Charles Tapley Hoyt 1,2,, Andrej Konotopez 1, Christian Ebeling 1
Editor: Jonathan Wren
PMCID: PMC5860616  PMID: 29048466

Abstract

Summary

Biological Expression Language (BEL) assembles knowledge networks from biological relations across multiple modes and scales. Here, we present PyBEL; a software package for parsing, validating, converting, storing, querying, and visualizing networks encoded in BEL.

Availability and implementation

PyBEL is implemented in platform-independent, universal Python code. Its source is distributed under the Apache 2.0 License at https://github.com/pybel.

Supplementary information

Supplementary data are available at Bioinformatics online.

1 Introduction

Among the most popular modeling and data exchange languages in systems biology are currently the Biological Pathways Exchange (BioPAX), Systems Biology Markup Language (SBML) and Biological Expression Language (BEL). BioPAX captures metabolic, signaling, molecular, gene-regulatory, and genetic interaction networks (Hucka et al., 2003); SBML accommodates mathematical models of biochemical networks, cellular signaling, and metabolic pathways (Demir et al., 2010); and BEL assembles qualitative causal and correlative relations between biological entities across multiple modes and scales, with full provenance information including namespace references, relation provenance (citation and evidence), and biological context-specific relation metadata (anatomy, cell, disease etc.) (Slater, 2014).
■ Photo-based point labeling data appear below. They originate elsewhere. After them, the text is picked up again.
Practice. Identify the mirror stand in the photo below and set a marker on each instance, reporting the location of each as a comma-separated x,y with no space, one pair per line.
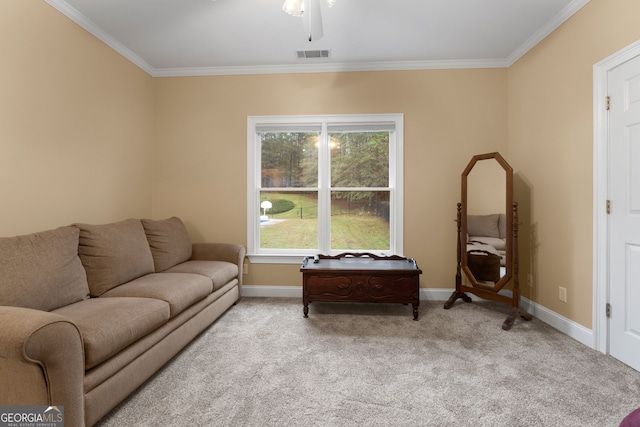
461,289
488,269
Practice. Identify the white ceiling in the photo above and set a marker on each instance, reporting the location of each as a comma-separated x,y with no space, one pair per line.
204,37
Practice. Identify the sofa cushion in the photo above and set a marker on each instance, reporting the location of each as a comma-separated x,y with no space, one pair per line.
483,225
169,242
108,325
42,270
178,290
502,225
220,272
113,254
499,244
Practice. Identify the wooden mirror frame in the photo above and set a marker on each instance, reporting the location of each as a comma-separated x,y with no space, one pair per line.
484,289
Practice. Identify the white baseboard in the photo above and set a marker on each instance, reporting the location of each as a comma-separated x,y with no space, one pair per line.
561,323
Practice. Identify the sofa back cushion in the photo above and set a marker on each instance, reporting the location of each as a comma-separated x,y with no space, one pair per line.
169,242
483,225
113,254
42,270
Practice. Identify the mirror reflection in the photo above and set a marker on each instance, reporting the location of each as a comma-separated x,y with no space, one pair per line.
486,221
488,235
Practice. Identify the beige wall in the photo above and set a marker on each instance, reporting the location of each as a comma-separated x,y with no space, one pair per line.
200,164
87,136
551,150
76,124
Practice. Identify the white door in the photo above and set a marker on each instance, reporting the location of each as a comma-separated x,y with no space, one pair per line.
624,218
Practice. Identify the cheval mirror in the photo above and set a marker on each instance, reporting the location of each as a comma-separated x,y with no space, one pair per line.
488,235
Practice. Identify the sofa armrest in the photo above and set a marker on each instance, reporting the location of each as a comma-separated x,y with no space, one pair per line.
41,362
229,252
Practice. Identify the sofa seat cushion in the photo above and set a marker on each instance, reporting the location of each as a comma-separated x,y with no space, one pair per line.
108,325
113,254
497,243
42,270
220,272
483,225
178,290
169,242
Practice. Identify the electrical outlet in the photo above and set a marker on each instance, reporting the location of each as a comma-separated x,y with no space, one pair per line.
562,294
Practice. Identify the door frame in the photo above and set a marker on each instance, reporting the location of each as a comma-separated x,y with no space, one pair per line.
601,192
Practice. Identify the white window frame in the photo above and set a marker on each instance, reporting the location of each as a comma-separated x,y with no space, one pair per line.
323,122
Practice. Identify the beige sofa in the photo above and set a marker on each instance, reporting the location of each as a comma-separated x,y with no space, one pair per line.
89,312
488,233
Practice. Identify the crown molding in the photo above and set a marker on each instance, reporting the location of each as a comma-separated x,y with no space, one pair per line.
73,14
543,32
330,67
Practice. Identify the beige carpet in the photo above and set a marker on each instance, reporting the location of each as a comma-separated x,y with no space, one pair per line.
263,364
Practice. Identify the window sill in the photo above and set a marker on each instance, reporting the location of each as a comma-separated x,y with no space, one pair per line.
277,259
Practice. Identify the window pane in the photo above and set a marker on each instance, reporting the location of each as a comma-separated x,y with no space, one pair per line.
360,220
359,159
289,159
291,222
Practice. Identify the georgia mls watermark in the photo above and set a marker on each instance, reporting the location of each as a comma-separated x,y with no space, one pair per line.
31,416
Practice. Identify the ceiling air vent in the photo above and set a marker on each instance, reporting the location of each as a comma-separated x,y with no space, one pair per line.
312,54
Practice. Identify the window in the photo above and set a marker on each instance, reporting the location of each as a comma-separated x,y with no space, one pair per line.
324,184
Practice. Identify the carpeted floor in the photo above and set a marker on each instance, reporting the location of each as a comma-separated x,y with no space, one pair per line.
263,364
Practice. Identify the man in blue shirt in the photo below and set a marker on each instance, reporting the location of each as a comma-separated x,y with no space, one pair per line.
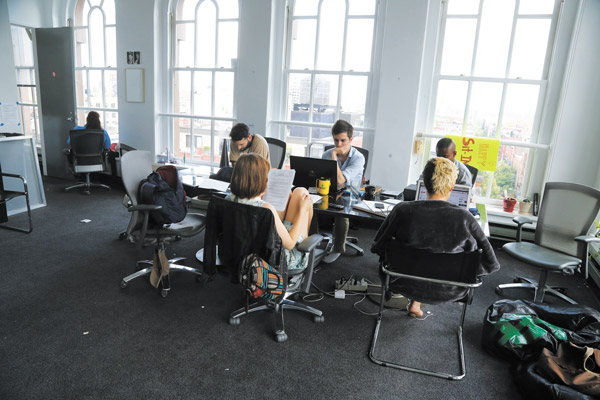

Although there exist several software packages for BioPAX and SBML, the ecosystem of open-source software for BEL is much more limited. An assessment of previous software (see Supplementary Table S3) shows there is an unmet need for easily installable, stable, facile software that parses modern BEL and provides programmatic access to a data container that enables the resulting network to be extended, queried, manipulated, analyzed, and visualized. Furthermore, a converter between common data formats is needed to enable re-usability and interoperability between general and BEL-specific software for network analysis and visualization.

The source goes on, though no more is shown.